Are doctors afraid of autism?

                Yesterday was a day of enlightenment for me as a mother and some disgust as well. Took my little man in to check his ears after the doctor gave me some advice to use drops for a while. I expected when we went in she would in fact be cleaning his ears out. An odd thing and I was a little worried she was doing more than necessary just because he has never had an issue with his ears. No one has ever mentioned anything in regard to his ears unless it’s asking if he can hear. It appeared he could hear just fine. In fact the health of his ears has been awesome because my older kids had constant problems with their ears when they were little and it was a nightmare.

                We pulled into the parking lot and Phillip went into meltdown because at this point he has an intense fear that has grown towards clinics.  A fear largely based on touch and the process of checking his vitals. After wrestling him into the lobby I took him into the bathroom as his screaming was a lot for the other people to take and the receptionists couldn’t use the phones he was so upset. He didn’t stop and for a moment I thought, maybe we should just leave and call the whole thing off. I couldn’t imagine a little ear wax was worth what I was putting him through but they called his name so we pushed on. The whole time I am wondering if any of it is needed in the first place. Sometimes you run into those doctors that just go a bit overboard and other times you run into the ones that don’t do enough.

                Finally Phillip calmed and his doctor said it was time to clean out the ears. I wanted to leave the room at this point but four people were needed to hold him down so I held his arms, one nurse held his legs, and another held his head. In the meantime I am fighting back my tears successfully by the way. When the doctor pulled out the problem all of us were blown away by the extreme blockage in the first ear. The next ear was no different and that is when all the doctors that I have encountered in the past year flashed through my mind and not in a positive way. I would have put an R rating on this blog if I told you exactly what was going through my mind.

                I asked his new doctor why on earth this has never been mentioned to me by any other care provider. It’s a problem I can’t see, he never expressed discomfort and I imagine because he was used to it. He probably felt that was the way the world was supposed to sound. The doctor eased my anger a bit by telling me things work out for a reason and she is actually pretty skilled at removing the problem so it may have been better she did it than a doctor who could have harmed him. Good point and she was right but that didn’t exactly take away my disgust. That would mean 1 in 5 doctors are skilled enough to remove ear wax…think about that. Scary thought isn’t it?

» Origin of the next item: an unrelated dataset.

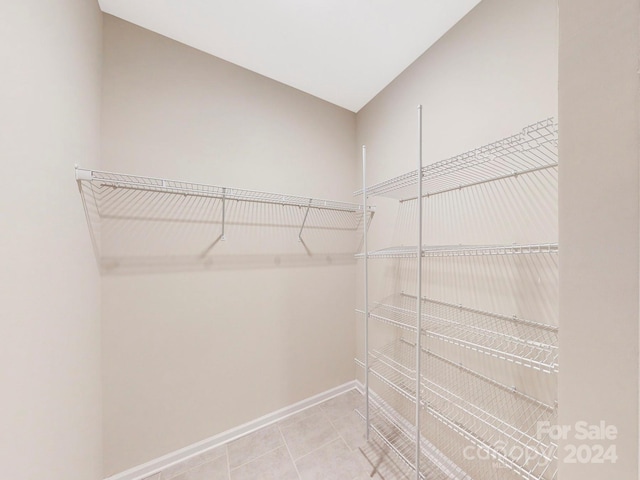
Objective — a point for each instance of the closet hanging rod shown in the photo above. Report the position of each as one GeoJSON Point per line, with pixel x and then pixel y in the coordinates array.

                I have a child who can’t speak clearly and he has made huge progress. I also have a child who I have been told needs hours of speech therapy so my question was how can doctors push this and not address a hearing issue? Of course he is autistic but how in the world is he supposed to reach the speech goals they put on him if he can’t hear the words properly?

                I don’t care if a doctor would have said to me, he has blockage in his ears but I am not sure I am the one to remove it, let’s send him to someone who can. The slightest mention is all we needed to help him. I spent the better part of the day making myself physically ill thinking about how long he may have been dealing with this. Thinking about how so many care providers knew he was challenged with his autism and let him walk away with a separate challenge of not hearing well. I thought about all the things doctors have avoided simply based on his autism and not wanting to deal with him because yes it takes 4 women to hold down a 28lb boy. How many things I have had to figure out on my own because medical providers don’t seem to know how or want to. He used to get constipated for weeks a time and each time I mentioned it, well it was just a part of autism they always said. Not so, but I can say that problem made his autism much more difficult to manage. No one helped me figure that out for him other than sleepless nights and reading a ton of information.

                So many people are just flying blind with autism and not just because it’s a mystery to parents but because it’s a mystery medically. People wonder why autism parents grow so frustrated with finding quality help and this is one very good example. We do now have someone who is not willing to just let us walk out of the door blind to an extra challenge that isn’t necessary, and thank God for that! That doesn’t mean she understands autism completely it just means she isn’t afraid to deal with it because his quality of life is the priority. Then again aren’t we supposed to feel that way about the majority of our medical care providers instead of the minority?

                When we left the clinic I turned on the music in the van to the classical Phillip likes and his eyebrows went up like he hadn’t heard it that way before, meaning clearly. He stopped in the backyard because some small birds were in the tree chirping. He stood and listened to them and gently touched his ear. The loud sounds he typically makes all day are gone as of the last 24 hours and I can whisper I love you and get his attention. He would have typically ignored all of these things and most people would have said it was because of his autism which he still has of course only now he has autism and a new level of hearing. One good doctor who saw his quality of life as priority was all it took.